Jessica Krause Smith is deeply fascinated by the dualities that sculpt human experience—chaos and harmony, spontaneity and structure, wildness and control, darkness and light. Her perspective is rooted in her own journey, one rich with experiences including being a fraternal twin in a large family, growing up in upstate New York at the foot of the Adirondack Mountains, boarding school in the Berkshires, annual summers at the sea in Massachusetts and eventually life based in New York City, fulfilling her lifelong dream of being in the center of it all. In the city she paralleled her art practice with a successful career in graphic design, which she credits as both helping her broaden her cultural exposure while also funding and informing her painting. Her art practice’s philosophical lens is shaped by intuition, memory, reaction, experience and the rhythms of both natural and urban environments. Through a dynamic process where chance and intention coexist, she responds to internal energy, external stimuli, and subconscious impulses. The result is an expressive body of work–rich with layered gestures, material experimentation, and evocative energy—that invites the viewer into a contemplative space of reflection, sensory engagement, and poetic resonance.

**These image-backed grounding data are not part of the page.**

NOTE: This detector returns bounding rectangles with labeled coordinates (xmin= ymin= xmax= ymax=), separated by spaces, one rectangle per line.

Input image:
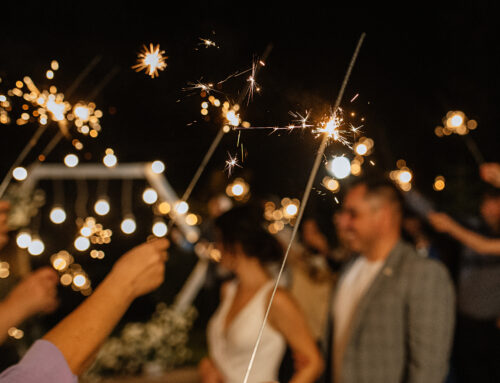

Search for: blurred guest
xmin=0 ymin=201 xmax=9 ymax=250
xmin=329 ymin=178 xmax=454 ymax=383
xmin=480 ymin=162 xmax=500 ymax=188
xmin=428 ymin=188 xmax=500 ymax=383
xmin=0 ymin=239 xmax=168 ymax=382
xmin=199 ymin=206 xmax=323 ymax=383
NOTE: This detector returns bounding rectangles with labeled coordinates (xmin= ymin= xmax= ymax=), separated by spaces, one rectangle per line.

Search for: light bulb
xmin=94 ymin=199 xmax=110 ymax=216
xmin=74 ymin=236 xmax=90 ymax=251
xmin=142 ymin=188 xmax=158 ymax=204
xmin=121 ymin=217 xmax=137 ymax=234
xmin=152 ymin=220 xmax=168 ymax=237
xmin=64 ymin=154 xmax=79 ymax=168
xmin=174 ymin=201 xmax=189 ymax=215
xmin=151 ymin=160 xmax=165 ymax=174
xmin=28 ymin=238 xmax=45 ymax=256
xmin=16 ymin=231 xmax=31 ymax=249
xmin=329 ymin=157 xmax=351 ymax=179
xmin=12 ymin=167 xmax=28 ymax=181
xmin=50 ymin=207 xmax=66 ymax=224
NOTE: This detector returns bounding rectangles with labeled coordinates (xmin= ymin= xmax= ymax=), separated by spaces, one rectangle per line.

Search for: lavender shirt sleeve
xmin=0 ymin=339 xmax=77 ymax=383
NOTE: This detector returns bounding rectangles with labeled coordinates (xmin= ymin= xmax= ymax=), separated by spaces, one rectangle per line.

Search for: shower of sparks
xmin=245 ymin=61 xmax=261 ymax=103
xmin=198 ymin=37 xmax=219 ymax=49
xmin=313 ymin=109 xmax=352 ymax=148
xmin=225 ymin=152 xmax=241 ymax=176
xmin=182 ymin=80 xmax=217 ymax=95
xmin=132 ymin=43 xmax=167 ymax=78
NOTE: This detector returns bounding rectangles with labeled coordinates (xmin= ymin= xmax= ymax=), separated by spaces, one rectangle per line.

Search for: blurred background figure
xmin=0 ymin=202 xmax=9 ymax=250
xmin=480 ymin=162 xmax=500 ymax=189
xmin=199 ymin=206 xmax=323 ymax=383
xmin=428 ymin=186 xmax=500 ymax=383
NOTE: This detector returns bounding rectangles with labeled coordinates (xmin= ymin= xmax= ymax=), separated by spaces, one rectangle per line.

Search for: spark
xmin=132 ymin=43 xmax=167 ymax=78
xmin=313 ymin=109 xmax=351 ymax=147
xmin=198 ymin=37 xmax=219 ymax=49
xmin=350 ymin=93 xmax=359 ymax=102
xmin=183 ymin=80 xmax=217 ymax=95
xmin=225 ymin=152 xmax=242 ymax=176
xmin=246 ymin=60 xmax=261 ymax=103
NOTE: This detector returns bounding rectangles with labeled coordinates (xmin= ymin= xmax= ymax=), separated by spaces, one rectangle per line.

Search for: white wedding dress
xmin=207 ymin=280 xmax=286 ymax=383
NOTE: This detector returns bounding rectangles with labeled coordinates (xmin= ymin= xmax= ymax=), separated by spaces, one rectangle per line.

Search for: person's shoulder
xmin=220 ymin=279 xmax=236 ymax=299
xmin=397 ymin=242 xmax=451 ymax=282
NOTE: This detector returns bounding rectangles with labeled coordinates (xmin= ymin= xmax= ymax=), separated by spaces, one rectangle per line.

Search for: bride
xmin=199 ymin=206 xmax=323 ymax=383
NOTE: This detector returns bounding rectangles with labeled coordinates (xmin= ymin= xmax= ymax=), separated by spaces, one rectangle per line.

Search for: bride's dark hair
xmin=214 ymin=204 xmax=283 ymax=264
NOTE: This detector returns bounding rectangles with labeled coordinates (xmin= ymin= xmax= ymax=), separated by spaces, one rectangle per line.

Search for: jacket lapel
xmin=343 ymin=240 xmax=406 ymax=345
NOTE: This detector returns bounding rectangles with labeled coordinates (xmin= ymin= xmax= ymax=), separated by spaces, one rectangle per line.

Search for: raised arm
xmin=0 ymin=267 xmax=59 ymax=345
xmin=269 ymin=289 xmax=324 ymax=383
xmin=480 ymin=162 xmax=500 ymax=188
xmin=0 ymin=239 xmax=168 ymax=382
xmin=428 ymin=212 xmax=500 ymax=255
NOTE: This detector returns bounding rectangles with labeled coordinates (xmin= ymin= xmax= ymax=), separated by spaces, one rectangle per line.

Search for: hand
xmin=108 ymin=239 xmax=169 ymax=301
xmin=6 ymin=267 xmax=59 ymax=319
xmin=0 ymin=201 xmax=9 ymax=251
xmin=428 ymin=212 xmax=458 ymax=234
xmin=480 ymin=163 xmax=500 ymax=188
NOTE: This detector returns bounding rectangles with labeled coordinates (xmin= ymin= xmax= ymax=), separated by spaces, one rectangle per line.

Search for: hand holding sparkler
xmin=480 ymin=162 xmax=500 ymax=188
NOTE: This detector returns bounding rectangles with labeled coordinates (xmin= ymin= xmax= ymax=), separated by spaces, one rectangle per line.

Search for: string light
xmin=28 ymin=237 xmax=45 ymax=256
xmin=49 ymin=206 xmax=66 ymax=224
xmin=174 ymin=201 xmax=189 ymax=215
xmin=151 ymin=160 xmax=165 ymax=174
xmin=328 ymin=156 xmax=351 ymax=179
xmin=64 ymin=154 xmax=79 ymax=168
xmin=16 ymin=231 xmax=31 ymax=249
xmin=12 ymin=167 xmax=28 ymax=181
xmin=121 ymin=217 xmax=137 ymax=234
xmin=142 ymin=188 xmax=158 ymax=204
xmin=94 ymin=199 xmax=110 ymax=216
xmin=74 ymin=236 xmax=90 ymax=251
xmin=152 ymin=220 xmax=168 ymax=237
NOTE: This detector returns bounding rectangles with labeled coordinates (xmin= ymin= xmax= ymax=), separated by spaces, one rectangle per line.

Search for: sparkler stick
xmin=0 ymin=56 xmax=103 ymax=199
xmin=166 ymin=44 xmax=273 ymax=233
xmin=242 ymin=33 xmax=366 ymax=383
xmin=463 ymin=136 xmax=485 ymax=165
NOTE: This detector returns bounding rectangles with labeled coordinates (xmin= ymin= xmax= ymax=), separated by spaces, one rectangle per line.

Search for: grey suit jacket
xmin=332 ymin=240 xmax=455 ymax=383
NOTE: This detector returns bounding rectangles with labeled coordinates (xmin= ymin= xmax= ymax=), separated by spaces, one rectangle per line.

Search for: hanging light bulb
xmin=64 ymin=154 xmax=79 ymax=168
xmin=16 ymin=231 xmax=31 ymax=249
xmin=174 ymin=201 xmax=189 ymax=215
xmin=328 ymin=156 xmax=351 ymax=179
xmin=49 ymin=206 xmax=67 ymax=224
xmin=94 ymin=198 xmax=110 ymax=216
xmin=142 ymin=188 xmax=158 ymax=205
xmin=103 ymin=149 xmax=118 ymax=168
xmin=152 ymin=219 xmax=168 ymax=237
xmin=121 ymin=216 xmax=137 ymax=234
xmin=12 ymin=167 xmax=28 ymax=181
xmin=74 ymin=236 xmax=90 ymax=251
xmin=28 ymin=237 xmax=45 ymax=256
xmin=151 ymin=160 xmax=165 ymax=174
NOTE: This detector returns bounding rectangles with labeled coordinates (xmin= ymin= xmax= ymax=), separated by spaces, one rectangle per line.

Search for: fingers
xmin=149 ymin=238 xmax=169 ymax=252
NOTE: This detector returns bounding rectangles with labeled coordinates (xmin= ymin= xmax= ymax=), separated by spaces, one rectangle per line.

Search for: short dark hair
xmin=348 ymin=176 xmax=404 ymax=213
xmin=214 ymin=205 xmax=283 ymax=264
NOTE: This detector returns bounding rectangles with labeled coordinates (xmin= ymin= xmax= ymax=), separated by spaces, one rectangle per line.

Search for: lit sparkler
xmin=198 ymin=37 xmax=219 ymax=49
xmin=132 ymin=43 xmax=167 ymax=78
xmin=225 ymin=152 xmax=241 ymax=176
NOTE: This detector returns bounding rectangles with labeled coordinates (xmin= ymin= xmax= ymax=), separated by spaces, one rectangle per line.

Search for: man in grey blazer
xmin=330 ymin=178 xmax=455 ymax=383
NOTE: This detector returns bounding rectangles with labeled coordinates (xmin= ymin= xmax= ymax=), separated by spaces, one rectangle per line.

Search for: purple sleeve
xmin=0 ymin=340 xmax=77 ymax=383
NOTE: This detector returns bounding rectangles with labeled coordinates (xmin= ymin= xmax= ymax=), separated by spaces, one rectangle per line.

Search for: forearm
xmin=448 ymin=224 xmax=500 ymax=255
xmin=43 ymin=272 xmax=134 ymax=375
xmin=290 ymin=356 xmax=323 ymax=383
xmin=0 ymin=299 xmax=30 ymax=345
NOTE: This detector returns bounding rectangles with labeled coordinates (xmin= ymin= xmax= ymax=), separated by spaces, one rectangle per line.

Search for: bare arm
xmin=480 ymin=162 xmax=500 ymax=188
xmin=428 ymin=212 xmax=500 ymax=255
xmin=0 ymin=267 xmax=59 ymax=345
xmin=43 ymin=239 xmax=168 ymax=375
xmin=269 ymin=289 xmax=324 ymax=383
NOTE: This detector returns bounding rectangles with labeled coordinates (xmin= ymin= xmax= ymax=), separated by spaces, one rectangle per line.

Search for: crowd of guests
xmin=0 ymin=163 xmax=499 ymax=382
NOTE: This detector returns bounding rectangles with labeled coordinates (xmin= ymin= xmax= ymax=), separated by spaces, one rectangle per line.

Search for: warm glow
xmin=142 ymin=188 xmax=158 ymax=204
xmin=73 ymin=274 xmax=87 ymax=288
xmin=355 ymin=143 xmax=368 ymax=155
xmin=433 ymin=176 xmax=446 ymax=191
xmin=449 ymin=114 xmax=464 ymax=128
xmin=74 ymin=105 xmax=90 ymax=121
xmin=226 ymin=110 xmax=241 ymax=126
xmin=50 ymin=207 xmax=66 ymax=224
xmin=398 ymin=170 xmax=412 ymax=184
xmin=80 ymin=226 xmax=92 ymax=237
xmin=185 ymin=214 xmax=198 ymax=226
xmin=158 ymin=202 xmax=171 ymax=215
xmin=132 ymin=43 xmax=168 ymax=78
xmin=52 ymin=257 xmax=67 ymax=271
xmin=12 ymin=167 xmax=28 ymax=181
xmin=60 ymin=274 xmax=73 ymax=286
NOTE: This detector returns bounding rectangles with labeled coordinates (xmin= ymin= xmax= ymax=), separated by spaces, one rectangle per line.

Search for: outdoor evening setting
xmin=0 ymin=3 xmax=498 ymax=383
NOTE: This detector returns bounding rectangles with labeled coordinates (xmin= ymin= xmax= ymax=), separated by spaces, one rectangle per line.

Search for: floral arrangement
xmin=85 ymin=303 xmax=197 ymax=379
xmin=5 ymin=184 xmax=45 ymax=230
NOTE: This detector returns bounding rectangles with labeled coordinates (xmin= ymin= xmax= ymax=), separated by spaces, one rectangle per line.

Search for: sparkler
xmin=224 ymin=152 xmax=241 ymax=176
xmin=242 ymin=33 xmax=366 ymax=383
xmin=132 ymin=43 xmax=167 ymax=78
xmin=198 ymin=37 xmax=219 ymax=49
xmin=0 ymin=57 xmax=103 ymax=199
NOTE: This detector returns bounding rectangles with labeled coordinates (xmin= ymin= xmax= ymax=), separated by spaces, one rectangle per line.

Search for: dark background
xmin=0 ymin=0 xmax=499 ymax=365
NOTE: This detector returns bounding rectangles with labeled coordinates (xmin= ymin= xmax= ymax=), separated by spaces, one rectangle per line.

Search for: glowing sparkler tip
xmin=225 ymin=153 xmax=242 ymax=176
xmin=132 ymin=43 xmax=168 ymax=78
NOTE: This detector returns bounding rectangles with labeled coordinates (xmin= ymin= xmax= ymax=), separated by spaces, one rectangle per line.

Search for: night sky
xmin=0 ymin=2 xmax=499 ymax=340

Jessica Krause Smith lives and works in Brooklyn, New York. She earned her Studio Art degree in Painting and Graphic Design from Skidmore College, graduating with honors in 1997. Her paintings have been exhibited widely, including at IFAC Arts, Walter Wickiser Gallery, LIC Arts, and Sotheby’s. She has had notable solo exhibitions: Natural Tendencies at IFAC Arts at The Yard on the Lower East Side in 2024, PIRO’KLASTIK at Yashar Gallery in Brooklyn in 2017, Abstractions in New Hartford, NY in 2016, and others. Her recent group exhibitions include Echoes at Yashar Gallery in Greenpoint, Brooklyn (2025), Inner Worlds, Outer Forms at Saint Marks Arts in the East Village (2024), Vivid Vibrations at The Yard Gowanus, Brooklyn (2023), and Mapping the Abstract at Pinkwater Gallery in Kingston, NY (2023). Her work is also featured in the permanent collection of the Tang Museum at Skidmore College and in numerous private collections across the U.S.